When I was a young boy, Easter meant either going to my grandmother’s or driving to Water Valley, Mississippi to my grandmother’s twin sister’s home. We’d go to a sunrise service at the large cemetery on the outskirts of Memphis, have an Easter egg hunt in the huge field of daffodils behind my Grandmother’s house, and sit down to a meal of ham, biscuits, every vegetable known at the time, and cakes and pies galore. There were huge platters of deviled eggs, jello salads, tomato aspic, and along with the desserts — homemade ambrosia. It was quite a feast.
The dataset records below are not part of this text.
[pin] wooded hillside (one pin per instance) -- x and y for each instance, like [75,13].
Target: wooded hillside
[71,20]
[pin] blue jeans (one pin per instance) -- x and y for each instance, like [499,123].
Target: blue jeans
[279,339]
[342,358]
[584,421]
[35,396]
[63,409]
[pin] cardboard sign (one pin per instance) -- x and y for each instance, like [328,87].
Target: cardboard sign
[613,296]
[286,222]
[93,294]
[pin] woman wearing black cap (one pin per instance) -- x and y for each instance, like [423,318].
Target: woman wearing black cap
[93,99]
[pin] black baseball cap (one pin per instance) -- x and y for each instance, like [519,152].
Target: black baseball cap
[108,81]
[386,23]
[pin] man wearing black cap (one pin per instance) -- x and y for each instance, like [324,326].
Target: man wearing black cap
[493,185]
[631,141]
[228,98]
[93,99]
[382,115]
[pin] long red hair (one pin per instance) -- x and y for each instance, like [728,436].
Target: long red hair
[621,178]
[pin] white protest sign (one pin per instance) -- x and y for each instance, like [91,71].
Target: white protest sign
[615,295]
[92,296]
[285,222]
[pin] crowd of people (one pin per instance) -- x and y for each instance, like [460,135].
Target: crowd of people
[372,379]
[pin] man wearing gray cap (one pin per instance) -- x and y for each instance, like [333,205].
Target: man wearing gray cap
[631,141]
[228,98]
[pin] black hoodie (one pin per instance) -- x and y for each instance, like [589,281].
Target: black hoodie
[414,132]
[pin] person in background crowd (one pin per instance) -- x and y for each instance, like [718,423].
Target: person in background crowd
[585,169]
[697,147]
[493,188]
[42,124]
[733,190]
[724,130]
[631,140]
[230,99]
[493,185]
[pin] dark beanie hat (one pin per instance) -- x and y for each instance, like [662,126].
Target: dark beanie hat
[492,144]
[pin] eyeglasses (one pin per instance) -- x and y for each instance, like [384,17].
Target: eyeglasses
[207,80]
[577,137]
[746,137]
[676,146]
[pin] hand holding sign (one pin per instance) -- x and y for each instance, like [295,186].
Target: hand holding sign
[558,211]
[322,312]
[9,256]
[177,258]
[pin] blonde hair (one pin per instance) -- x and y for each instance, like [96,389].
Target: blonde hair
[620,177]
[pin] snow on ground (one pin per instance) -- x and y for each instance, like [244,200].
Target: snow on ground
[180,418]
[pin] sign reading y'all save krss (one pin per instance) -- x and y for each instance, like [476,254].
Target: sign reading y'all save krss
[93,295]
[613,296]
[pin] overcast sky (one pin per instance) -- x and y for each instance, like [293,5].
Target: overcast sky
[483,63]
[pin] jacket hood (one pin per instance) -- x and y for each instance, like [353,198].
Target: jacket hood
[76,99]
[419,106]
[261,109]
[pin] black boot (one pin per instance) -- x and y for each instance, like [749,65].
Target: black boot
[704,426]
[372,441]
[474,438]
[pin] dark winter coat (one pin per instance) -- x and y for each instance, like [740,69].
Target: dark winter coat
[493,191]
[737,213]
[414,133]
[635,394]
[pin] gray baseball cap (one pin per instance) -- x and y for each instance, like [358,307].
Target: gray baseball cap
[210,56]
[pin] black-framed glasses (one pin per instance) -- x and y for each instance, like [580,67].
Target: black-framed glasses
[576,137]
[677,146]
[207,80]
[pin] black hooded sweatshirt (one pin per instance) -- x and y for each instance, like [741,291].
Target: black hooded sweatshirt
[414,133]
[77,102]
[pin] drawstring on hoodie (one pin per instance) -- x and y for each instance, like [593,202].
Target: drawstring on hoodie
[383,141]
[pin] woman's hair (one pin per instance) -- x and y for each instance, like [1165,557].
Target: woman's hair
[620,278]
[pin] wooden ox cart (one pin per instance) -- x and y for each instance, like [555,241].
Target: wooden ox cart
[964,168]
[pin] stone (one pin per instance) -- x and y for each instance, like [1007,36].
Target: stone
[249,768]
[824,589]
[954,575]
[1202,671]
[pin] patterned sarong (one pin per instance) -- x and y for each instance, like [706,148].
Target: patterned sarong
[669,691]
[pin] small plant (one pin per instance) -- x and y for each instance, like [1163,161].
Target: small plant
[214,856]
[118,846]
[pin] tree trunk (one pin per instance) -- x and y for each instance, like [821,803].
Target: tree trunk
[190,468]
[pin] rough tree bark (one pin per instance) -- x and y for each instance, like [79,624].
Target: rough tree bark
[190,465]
I didn’t appreciate at the time all the effort this took, but looking back I was as fascinated then as I am know with my grandmother or Aunt Lilee saying at least once, but usually more than once, “There always room for one more, pull up a chair.” It seemed there were always uninvited guests or family that showed up at the last minute. The dining room was already overflowing with spare tables everywhere, but for my grandmother and her sister, no one was unwelcome, a bother, or an imposition – “there was always room for one more.”
Looking back, it couldn’t have been that easy or comfortable to accommodate as they made it seem, but in their own way, they were teaching us all an Easter lesson. The unexpected and the uninvited do not necessarily make us comfortable, but we are to invite them in and make them feel welcome, with a warm heart. God asks us to expand our hearts, and make a place for those who hurt us and hurt others — a place for the grace of God to work. As my grandmother would say what’s the point of having all this food and the field full of flowers if I’m not going to share them, “no sense in letting it go to waste.”
God doesn’t give any of us gifts, “to go to waste.”